The second day sees a half hour open microphone session on Primary Care Workforce, including the recruitment crisis with ‘experienced GPs fleeing into retirement’, and ‘traditional British general practice an endangered species’. There are 50 motions in this bracket.
This is followed by a motion calling for GPC to negotiate for GPs to be paid through Payments by Results (PBR).
PBR was introduced into many aspects of hospital medicine from 2002-2005 replacing the block contract method of funding.
This dangerous motion calls for an activity-based contract with fee for item for service, rather than the capitation based funding system which pertains at present.

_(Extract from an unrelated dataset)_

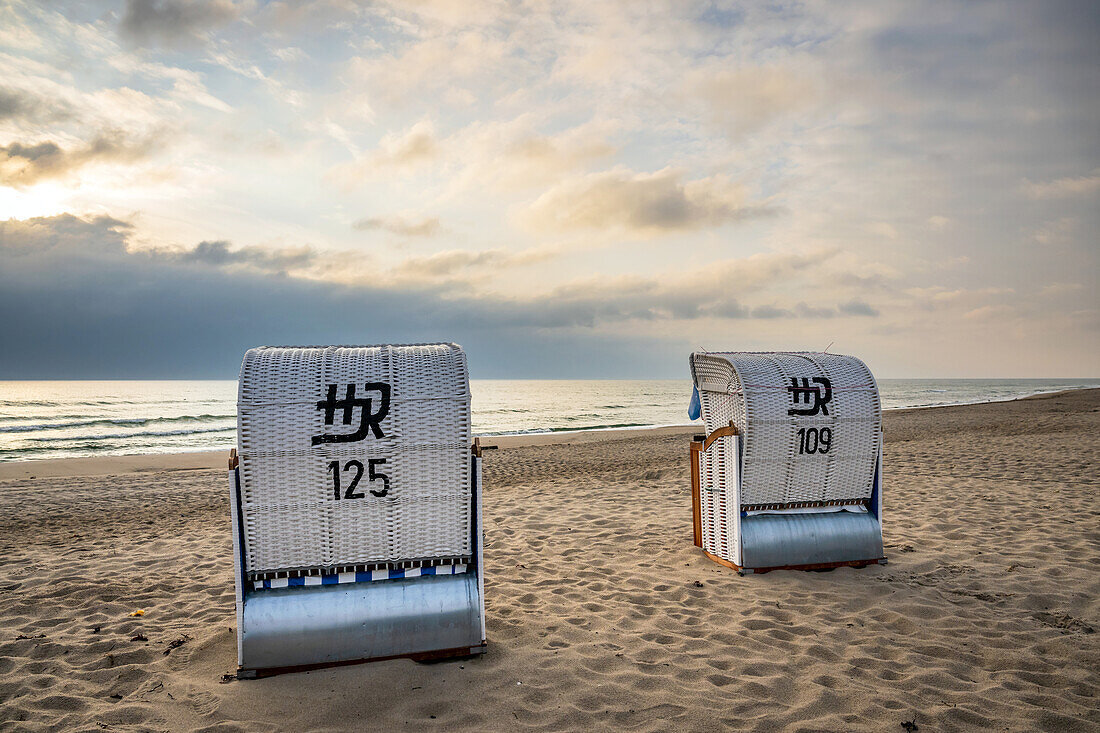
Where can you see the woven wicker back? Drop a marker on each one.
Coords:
(353, 456)
(811, 423)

Further dissatisfaction is expressed in the next section ‘The future of general practice and the NHS.’ Agenda Committee motion 53, moved by Buckinghamshire, says: ‘That conference firmly believes that general practice is the solution to many of the current problems facing the NHS but general practice cannot achieve its full potential while being seriously damaged by:
‘(i) continuing disinvestment in general practice
‘(ii) the phasing out of MPIG financial support
‘(iii) the lack of premises investment
‘(iv) the rapid reduction in the number of GPs due to government policies.’

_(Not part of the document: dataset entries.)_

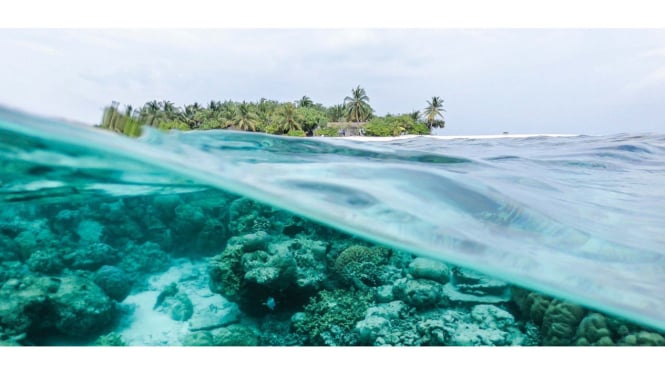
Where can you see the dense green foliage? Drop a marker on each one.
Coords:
(432, 111)
(357, 105)
(395, 126)
(302, 117)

Motion 54 calls for the government to tell the public about rationing. In the afternoon in the section headed GP Education and Training, a particular worry is that no funding has been allocated for the new fourth year of training for GPs.
A huge amount of concern is expressed through 26 resolutions about the decision of government to extract patient data from GPs computers.

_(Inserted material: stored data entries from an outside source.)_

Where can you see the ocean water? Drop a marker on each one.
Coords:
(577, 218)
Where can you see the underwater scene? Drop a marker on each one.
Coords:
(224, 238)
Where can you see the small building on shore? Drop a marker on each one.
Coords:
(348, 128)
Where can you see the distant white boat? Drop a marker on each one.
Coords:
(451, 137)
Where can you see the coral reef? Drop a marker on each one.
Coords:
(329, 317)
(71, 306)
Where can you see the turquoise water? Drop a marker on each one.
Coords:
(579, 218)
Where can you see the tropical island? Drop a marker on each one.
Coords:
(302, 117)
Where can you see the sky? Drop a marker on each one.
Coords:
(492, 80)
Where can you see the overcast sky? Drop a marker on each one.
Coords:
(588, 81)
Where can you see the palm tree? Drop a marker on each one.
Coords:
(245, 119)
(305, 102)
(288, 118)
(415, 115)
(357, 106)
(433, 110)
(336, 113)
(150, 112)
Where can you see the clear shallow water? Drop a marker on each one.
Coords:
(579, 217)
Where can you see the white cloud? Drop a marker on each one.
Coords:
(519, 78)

This is expressed in the first motion of the Information and management technology section. This welcomes the postponement of the government’s care.data plan to the Autumn.
It says that GPs have been put in a difficult position as they are supposed to protect patient confidentiality under the Data Protection Act, but now they must obey the demands of the Health and Social Care Act to allow their patient information to be put on a national database. It wants patients to give consent by opting in to this. It wants the information to only be used to improve healthcare delivery, and not sold for profit.
The logic of what the government has done, is expressed in the next motion 67, which states ‘That conference calls on the GPC to negotiate an end to GPs being custodians of a patient’s medical record now that GPs no longer have control over who accesses or uses it.’
It is clear that GPs are opposed to the government’s plans to use patients’ confidential data to further commercialise the NHS.
What is really required at the conference is an emergency motion that GPs and the BMA will seek an alliance with the TUC congress trade unions to take strike action, to restore proper funding to general practice and all aspects of NHS care, before the cuts and the market are allowed to destroy them.
Only the removal of this coalition government and its replacement with a workers government and socialist policies can protect our publicly provided NHS as a universal service.